Es wird den Grünen nicht schaden. Ihre Wählerschaft wird weiterhin mit political correctness, veganer Ernährung und alternativer Energie die Welt retten. Logische Widersprüche festigen nur den Glauben.

Karsten Rinas / 04.03.2016

Besten Dank für diese treffende Beurteilung! Die politische Kultur in Deutschland ist zu einem Empörungswettbewerb verkommen. Das Spektrum der zulässigen Meinungen wird im Zuge der grassierenden politischen Korrektheit immer weiter eingeengt; “Abweichler” werden ausgegrenzt und skandalisiert. An dieser unseligen Entwicklung hatte Volker Beck maßgeblichen Anteil. Er ist - neben Claudia Roth - der Prototyp eines Politikers, dem die Schnappatmung stets näher lag als die sachliche Auseinandersetzung. Dass nun einmal er selbst der Gegenstand eines “shitstorms” ist, kann man als ausgleichende Gerechtigkeit ansehen.
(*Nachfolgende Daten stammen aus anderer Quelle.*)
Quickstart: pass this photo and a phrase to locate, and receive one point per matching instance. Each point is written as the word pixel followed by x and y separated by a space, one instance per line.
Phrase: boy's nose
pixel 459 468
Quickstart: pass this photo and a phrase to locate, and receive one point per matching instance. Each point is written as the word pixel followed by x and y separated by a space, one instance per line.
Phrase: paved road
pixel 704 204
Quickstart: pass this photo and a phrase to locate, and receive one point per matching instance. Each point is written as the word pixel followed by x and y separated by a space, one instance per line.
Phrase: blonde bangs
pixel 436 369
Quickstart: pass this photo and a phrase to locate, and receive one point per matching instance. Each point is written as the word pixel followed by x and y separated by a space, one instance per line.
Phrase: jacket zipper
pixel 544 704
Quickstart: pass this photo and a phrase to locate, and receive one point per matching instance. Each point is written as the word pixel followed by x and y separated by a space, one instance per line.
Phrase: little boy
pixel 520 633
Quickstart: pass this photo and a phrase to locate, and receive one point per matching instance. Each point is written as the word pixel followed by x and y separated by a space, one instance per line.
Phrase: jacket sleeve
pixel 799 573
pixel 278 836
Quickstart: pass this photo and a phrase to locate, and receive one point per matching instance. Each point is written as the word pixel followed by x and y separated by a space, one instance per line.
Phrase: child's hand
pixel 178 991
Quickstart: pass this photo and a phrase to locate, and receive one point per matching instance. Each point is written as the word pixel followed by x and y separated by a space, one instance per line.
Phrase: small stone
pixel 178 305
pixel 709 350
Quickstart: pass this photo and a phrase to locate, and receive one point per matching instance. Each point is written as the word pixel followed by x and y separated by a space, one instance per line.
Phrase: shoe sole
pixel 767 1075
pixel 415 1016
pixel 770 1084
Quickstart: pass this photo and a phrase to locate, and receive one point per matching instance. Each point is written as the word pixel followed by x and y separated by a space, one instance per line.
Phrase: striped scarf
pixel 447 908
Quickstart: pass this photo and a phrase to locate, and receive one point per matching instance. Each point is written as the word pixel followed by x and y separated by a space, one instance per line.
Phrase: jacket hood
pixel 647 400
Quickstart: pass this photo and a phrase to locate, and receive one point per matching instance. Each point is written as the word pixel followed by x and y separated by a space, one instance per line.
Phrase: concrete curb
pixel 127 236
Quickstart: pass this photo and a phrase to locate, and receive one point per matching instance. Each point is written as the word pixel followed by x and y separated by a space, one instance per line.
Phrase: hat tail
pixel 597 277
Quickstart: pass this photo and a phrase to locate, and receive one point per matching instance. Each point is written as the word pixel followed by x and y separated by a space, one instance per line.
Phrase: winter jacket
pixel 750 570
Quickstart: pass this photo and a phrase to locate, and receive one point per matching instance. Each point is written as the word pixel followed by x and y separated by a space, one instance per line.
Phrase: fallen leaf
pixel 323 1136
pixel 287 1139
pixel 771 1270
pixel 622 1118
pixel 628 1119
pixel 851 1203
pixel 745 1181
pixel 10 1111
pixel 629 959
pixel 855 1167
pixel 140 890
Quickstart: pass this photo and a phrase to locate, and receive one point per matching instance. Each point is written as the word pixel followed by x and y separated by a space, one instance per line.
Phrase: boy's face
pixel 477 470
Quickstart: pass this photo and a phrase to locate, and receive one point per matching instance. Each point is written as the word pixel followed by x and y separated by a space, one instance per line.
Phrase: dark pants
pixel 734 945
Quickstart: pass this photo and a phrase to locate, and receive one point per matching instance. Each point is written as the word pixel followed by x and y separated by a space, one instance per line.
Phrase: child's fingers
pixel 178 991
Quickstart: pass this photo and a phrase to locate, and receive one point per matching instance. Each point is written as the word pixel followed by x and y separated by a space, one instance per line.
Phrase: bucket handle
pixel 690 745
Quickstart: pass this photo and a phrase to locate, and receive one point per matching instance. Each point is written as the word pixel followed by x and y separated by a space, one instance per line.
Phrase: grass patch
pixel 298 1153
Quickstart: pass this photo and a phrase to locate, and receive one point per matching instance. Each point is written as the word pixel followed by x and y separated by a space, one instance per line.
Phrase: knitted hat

Bemerkenswert finde ich im Übrigen, wie sich nun viele Politiker und Journalisten beeilen, sorgfältig zwischen dem Straftäter Beck und dem Menschen Beck zu differenzieren. Es wäre freilich schön, wenn diese Leute ihre Ausgewogenheit auch an anderer Stelle unter Beweis stellen würden, indem sie etwa die in den letzten Tagen viel zitierte Aussage von Stanislaw Tillich kritisch hinterfragen: “Das sind keine Menschen, die sowas tun. Das sind Verbrecher.”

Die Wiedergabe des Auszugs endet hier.